Agil Abdullayev (b. 1992, Azerbaijan) primarily works with moving images, performance and photography. His practice examines the contrast between the global East and West, surveying themes such as public and private life, gender, the effects of social media and futurism, creating parallels between these subjects. In 2022, Abdullayev graduated with First Class Honours in a Fine Arts degree from Nottingham Trent University.
In the series of works titled Super cliché, super weird, super abnormal, Abdullayev uses the gallery’s exhibition space to create a dreamlike reimagining of his childhood bedroom. Using mythological creatures such as unicorns and mermaids, the artist plays his younger self: a young boy searching for ways to flourish in an often hostile neighbourhood and culture. Drawing from his personal experiences of growing up in a minuscule house amongst a family of five, Abdullayev will present an idyllic recreation of his actual childhood bedroom - a single bed located in their family kitchen - in which he lacked space to decorate with stickers, posters or memorabilia.
Farhad Farzali was born in Baku, Azerbaijan, in 1989. Farzali completed a distinction-graded MFA at the Azerbaijan State Academy of Fine Arts in Baku in 2012. The artist works predominantly with installation- based art and creates his work with painting, graphics, photography, and sound.
As outlined by Farzali himself: “After the earthquake in Baku, I moved with my parents to a house at the intersection of Nizami and Bul-Bul, in 2001. I filmed a video of random passers-by along Nizami Street, where the first Gazelli Gallery then opened a few years later. The dullness of the late 90s and early 2000s is difficult to put into words, but it is visible in the video. People, streets, sky, trees, everything has a gray-brown hue. I got out of this dullness and survived - now I’m 32, and I’m doing the same thing that I’ve been doing since I was three years old. I have kept all my archives through numerous moves from apartment to apartment.”

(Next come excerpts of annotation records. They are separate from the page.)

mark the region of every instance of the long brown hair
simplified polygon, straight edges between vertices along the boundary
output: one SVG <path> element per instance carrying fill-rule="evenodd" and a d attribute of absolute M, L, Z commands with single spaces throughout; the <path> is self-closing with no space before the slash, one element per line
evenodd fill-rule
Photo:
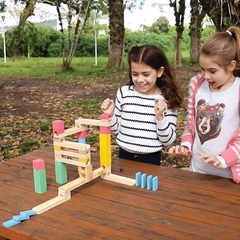
<path fill-rule="evenodd" d="M 236 61 L 234 76 L 240 77 L 240 28 L 229 27 L 226 32 L 216 32 L 201 46 L 199 55 L 214 57 L 216 63 L 226 68 Z"/>
<path fill-rule="evenodd" d="M 175 81 L 175 75 L 162 49 L 155 45 L 146 44 L 133 46 L 128 52 L 129 85 L 133 85 L 131 62 L 144 63 L 156 71 L 164 67 L 161 77 L 157 78 L 156 84 L 161 89 L 164 98 L 168 101 L 170 109 L 177 109 L 182 104 L 182 97 Z"/>

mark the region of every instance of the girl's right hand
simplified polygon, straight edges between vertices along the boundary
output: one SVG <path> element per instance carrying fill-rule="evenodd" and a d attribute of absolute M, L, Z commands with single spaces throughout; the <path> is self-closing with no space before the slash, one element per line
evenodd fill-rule
<path fill-rule="evenodd" d="M 101 104 L 101 110 L 104 113 L 109 113 L 111 115 L 113 115 L 114 107 L 115 107 L 114 101 L 109 98 L 106 98 Z"/>
<path fill-rule="evenodd" d="M 178 157 L 191 157 L 192 151 L 185 146 L 173 146 L 169 148 L 168 153 Z"/>

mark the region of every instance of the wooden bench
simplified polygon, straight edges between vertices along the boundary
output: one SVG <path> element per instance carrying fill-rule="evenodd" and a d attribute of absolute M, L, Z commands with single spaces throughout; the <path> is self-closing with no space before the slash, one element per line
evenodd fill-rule
<path fill-rule="evenodd" d="M 48 190 L 34 192 L 32 160 L 45 160 Z M 99 157 L 92 155 L 93 168 Z M 0 164 L 0 240 L 240 239 L 240 186 L 230 179 L 112 159 L 112 172 L 158 176 L 159 189 L 96 178 L 65 203 L 6 228 L 14 215 L 57 196 L 52 147 Z M 78 177 L 68 166 L 68 179 Z"/>

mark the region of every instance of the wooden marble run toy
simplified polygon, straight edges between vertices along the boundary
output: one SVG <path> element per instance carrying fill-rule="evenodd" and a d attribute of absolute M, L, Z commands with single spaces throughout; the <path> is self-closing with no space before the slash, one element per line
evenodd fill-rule
<path fill-rule="evenodd" d="M 102 114 L 101 120 L 78 118 L 74 127 L 65 130 L 64 122 L 56 120 L 53 126 L 53 145 L 55 154 L 56 182 L 65 185 L 58 188 L 58 196 L 52 198 L 32 210 L 41 214 L 55 206 L 68 201 L 71 191 L 97 177 L 102 179 L 134 186 L 136 180 L 111 173 L 111 115 Z M 91 164 L 90 145 L 86 143 L 87 126 L 100 127 L 100 167 L 93 170 Z M 66 141 L 65 137 L 76 134 L 77 142 Z M 78 167 L 79 177 L 67 183 L 66 164 Z"/>

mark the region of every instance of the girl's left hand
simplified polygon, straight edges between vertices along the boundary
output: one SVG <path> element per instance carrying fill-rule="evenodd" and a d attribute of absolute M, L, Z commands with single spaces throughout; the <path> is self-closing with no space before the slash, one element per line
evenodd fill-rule
<path fill-rule="evenodd" d="M 216 168 L 222 168 L 222 163 L 218 160 L 216 156 L 212 156 L 206 153 L 197 153 L 200 158 L 204 160 L 205 163 L 208 163 Z"/>
<path fill-rule="evenodd" d="M 159 98 L 159 99 L 155 99 L 155 106 L 154 106 L 154 110 L 155 110 L 155 114 L 156 114 L 156 118 L 158 121 L 161 121 L 164 117 L 164 111 L 167 109 L 167 103 Z"/>

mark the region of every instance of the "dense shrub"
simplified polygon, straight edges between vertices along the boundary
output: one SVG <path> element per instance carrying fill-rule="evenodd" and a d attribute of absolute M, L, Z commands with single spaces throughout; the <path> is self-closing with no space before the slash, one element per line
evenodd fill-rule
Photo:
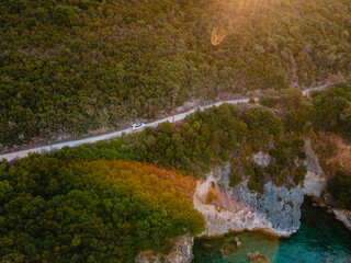
<path fill-rule="evenodd" d="M 344 0 L 2 0 L 0 144 L 348 77 L 350 23 Z"/>
<path fill-rule="evenodd" d="M 3 262 L 134 262 L 205 227 L 192 208 L 196 182 L 148 164 L 35 155 L 0 163 L 0 186 Z"/>

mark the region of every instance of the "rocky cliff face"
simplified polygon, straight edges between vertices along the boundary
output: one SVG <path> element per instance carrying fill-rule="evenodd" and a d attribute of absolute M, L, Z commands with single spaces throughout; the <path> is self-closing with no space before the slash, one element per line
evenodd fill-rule
<path fill-rule="evenodd" d="M 135 260 L 137 263 L 190 263 L 193 255 L 194 238 L 186 233 L 184 236 L 177 237 L 173 240 L 173 250 L 168 254 L 154 254 L 152 251 L 141 252 Z"/>
<path fill-rule="evenodd" d="M 264 159 L 264 158 L 263 158 Z M 304 192 L 301 186 L 287 190 L 272 183 L 264 185 L 259 195 L 248 188 L 247 181 L 236 187 L 228 186 L 228 167 L 225 172 L 210 174 L 199 183 L 194 207 L 206 219 L 206 230 L 200 236 L 223 236 L 230 231 L 262 230 L 280 237 L 290 237 L 299 228 Z M 222 187 L 213 188 L 222 182 Z M 208 193 L 216 198 L 208 203 Z"/>

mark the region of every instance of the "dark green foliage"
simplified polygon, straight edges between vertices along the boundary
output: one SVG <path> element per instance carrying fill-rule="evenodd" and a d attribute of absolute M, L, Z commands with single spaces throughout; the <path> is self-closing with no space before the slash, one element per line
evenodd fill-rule
<path fill-rule="evenodd" d="M 338 204 L 351 210 L 351 176 L 338 172 L 335 179 L 328 181 L 328 191 L 336 198 Z"/>
<path fill-rule="evenodd" d="M 275 107 L 279 104 L 279 98 L 262 95 L 262 96 L 260 96 L 259 102 L 262 106 Z"/>
<path fill-rule="evenodd" d="M 144 250 L 167 253 L 171 238 L 204 229 L 192 208 L 195 186 L 181 174 L 121 161 L 35 155 L 11 168 L 0 163 L 0 259 L 125 263 Z"/>
<path fill-rule="evenodd" d="M 268 151 L 273 161 L 265 172 L 278 184 L 294 178 L 294 160 L 304 160 L 304 141 L 294 134 L 283 133 L 283 124 L 270 111 L 253 108 L 237 116 L 235 106 L 223 104 L 189 115 L 177 128 L 161 123 L 111 141 L 100 141 L 76 148 L 64 148 L 54 155 L 61 160 L 138 160 L 184 171 L 195 176 L 210 172 L 212 167 L 230 161 L 235 168 L 230 185 L 249 178 L 249 186 L 262 191 L 262 171 L 248 158 L 253 152 Z M 301 173 L 298 173 L 301 174 Z M 301 180 L 303 175 L 298 176 Z"/>
<path fill-rule="evenodd" d="M 151 118 L 170 112 L 173 94 L 181 105 L 348 77 L 349 8 L 344 0 L 1 0 L 0 144 Z M 215 27 L 227 28 L 218 46 L 210 42 Z"/>
<path fill-rule="evenodd" d="M 283 132 L 281 119 L 262 107 L 246 111 L 241 118 L 250 130 L 264 130 L 275 138 L 279 138 Z"/>
<path fill-rule="evenodd" d="M 351 138 L 351 85 L 340 84 L 313 93 L 314 125 Z"/>

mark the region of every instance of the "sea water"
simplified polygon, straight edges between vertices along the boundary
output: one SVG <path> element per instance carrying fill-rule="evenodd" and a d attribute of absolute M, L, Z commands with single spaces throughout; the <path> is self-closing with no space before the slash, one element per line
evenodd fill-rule
<path fill-rule="evenodd" d="M 234 242 L 235 238 L 244 247 L 223 255 L 224 245 Z M 254 251 L 275 263 L 351 263 L 351 232 L 333 216 L 306 201 L 302 206 L 301 228 L 292 238 L 279 239 L 262 232 L 246 231 L 220 239 L 196 239 L 193 262 L 249 262 L 248 254 Z"/>

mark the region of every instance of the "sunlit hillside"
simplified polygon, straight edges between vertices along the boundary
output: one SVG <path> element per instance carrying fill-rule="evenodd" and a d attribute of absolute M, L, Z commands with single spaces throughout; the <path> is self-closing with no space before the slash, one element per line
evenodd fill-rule
<path fill-rule="evenodd" d="M 350 0 L 0 2 L 0 144 L 348 78 Z"/>
<path fill-rule="evenodd" d="M 134 262 L 204 230 L 194 179 L 124 161 L 0 163 L 2 262 Z"/>

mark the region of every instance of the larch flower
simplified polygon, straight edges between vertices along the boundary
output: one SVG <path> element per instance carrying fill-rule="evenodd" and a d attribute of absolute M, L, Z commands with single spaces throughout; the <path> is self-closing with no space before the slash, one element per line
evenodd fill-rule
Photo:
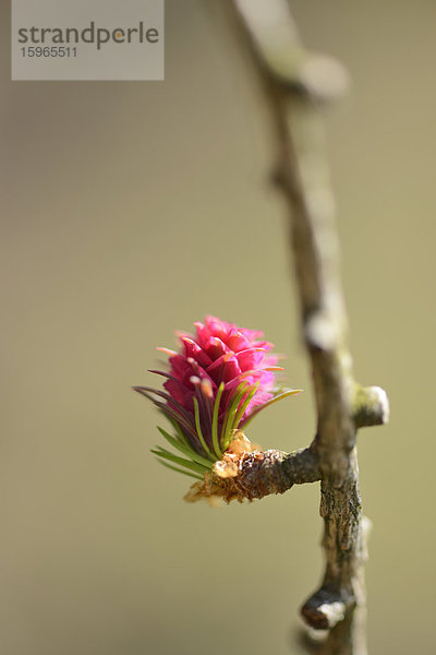
<path fill-rule="evenodd" d="M 208 315 L 194 323 L 195 335 L 179 332 L 179 352 L 169 356 L 165 391 L 149 386 L 134 390 L 152 400 L 170 421 L 173 433 L 160 433 L 184 457 L 157 446 L 153 450 L 166 466 L 203 479 L 232 442 L 262 409 L 298 390 L 277 389 L 275 373 L 283 369 L 270 354 L 272 344 L 263 332 L 238 327 Z"/>

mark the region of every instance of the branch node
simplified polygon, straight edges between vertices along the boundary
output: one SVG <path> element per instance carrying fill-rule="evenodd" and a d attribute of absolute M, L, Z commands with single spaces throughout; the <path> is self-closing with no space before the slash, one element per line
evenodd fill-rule
<path fill-rule="evenodd" d="M 386 425 L 389 420 L 389 400 L 386 391 L 380 386 L 356 385 L 353 418 L 358 428 Z"/>
<path fill-rule="evenodd" d="M 346 616 L 347 603 L 337 592 L 322 587 L 301 608 L 305 622 L 314 630 L 330 630 Z"/>

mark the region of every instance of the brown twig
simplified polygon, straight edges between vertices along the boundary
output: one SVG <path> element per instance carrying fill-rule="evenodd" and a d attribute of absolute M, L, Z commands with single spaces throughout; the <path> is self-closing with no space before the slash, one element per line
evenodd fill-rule
<path fill-rule="evenodd" d="M 326 570 L 302 615 L 311 627 L 330 629 L 365 603 L 356 430 L 384 424 L 389 414 L 383 390 L 355 383 L 347 346 L 335 203 L 319 117 L 320 105 L 343 92 L 347 74 L 330 58 L 304 50 L 286 0 L 233 0 L 231 7 L 263 83 L 276 135 L 274 179 L 289 209 L 303 337 L 314 379 L 317 437 L 311 453 L 322 479 Z M 360 643 L 348 652 L 364 653 Z"/>

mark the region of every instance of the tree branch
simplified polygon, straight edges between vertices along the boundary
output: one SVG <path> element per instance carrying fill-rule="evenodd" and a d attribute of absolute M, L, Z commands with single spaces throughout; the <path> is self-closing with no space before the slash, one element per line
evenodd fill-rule
<path fill-rule="evenodd" d="M 261 499 L 284 493 L 293 485 L 320 479 L 318 456 L 313 445 L 292 453 L 278 450 L 244 451 L 230 449 L 215 464 L 214 473 L 193 485 L 185 500 L 222 498 L 226 502 Z"/>
<path fill-rule="evenodd" d="M 303 337 L 314 379 L 317 437 L 311 449 L 322 477 L 326 571 L 302 615 L 313 628 L 332 628 L 347 610 L 365 602 L 356 429 L 388 419 L 386 393 L 354 382 L 347 346 L 335 202 L 319 117 L 319 105 L 343 92 L 347 74 L 330 58 L 303 49 L 284 0 L 233 0 L 232 7 L 276 136 L 275 180 L 289 207 Z M 364 646 L 358 652 L 364 653 Z"/>

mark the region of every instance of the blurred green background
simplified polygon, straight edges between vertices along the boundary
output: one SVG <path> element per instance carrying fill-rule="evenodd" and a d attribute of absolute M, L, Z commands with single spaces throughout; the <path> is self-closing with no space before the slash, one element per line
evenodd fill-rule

Using these themes and experiences as inspiration, Farzali’s work within the exhibition will be presented from the perspective of a young child making their journey through Baku. Materials such as plastic bags, office furniture, old plush toys from the artist’s childhood, plants and screens will be used to illustrate this world. His section of the exhibition will be almost a theatre-like look into the artist’s past.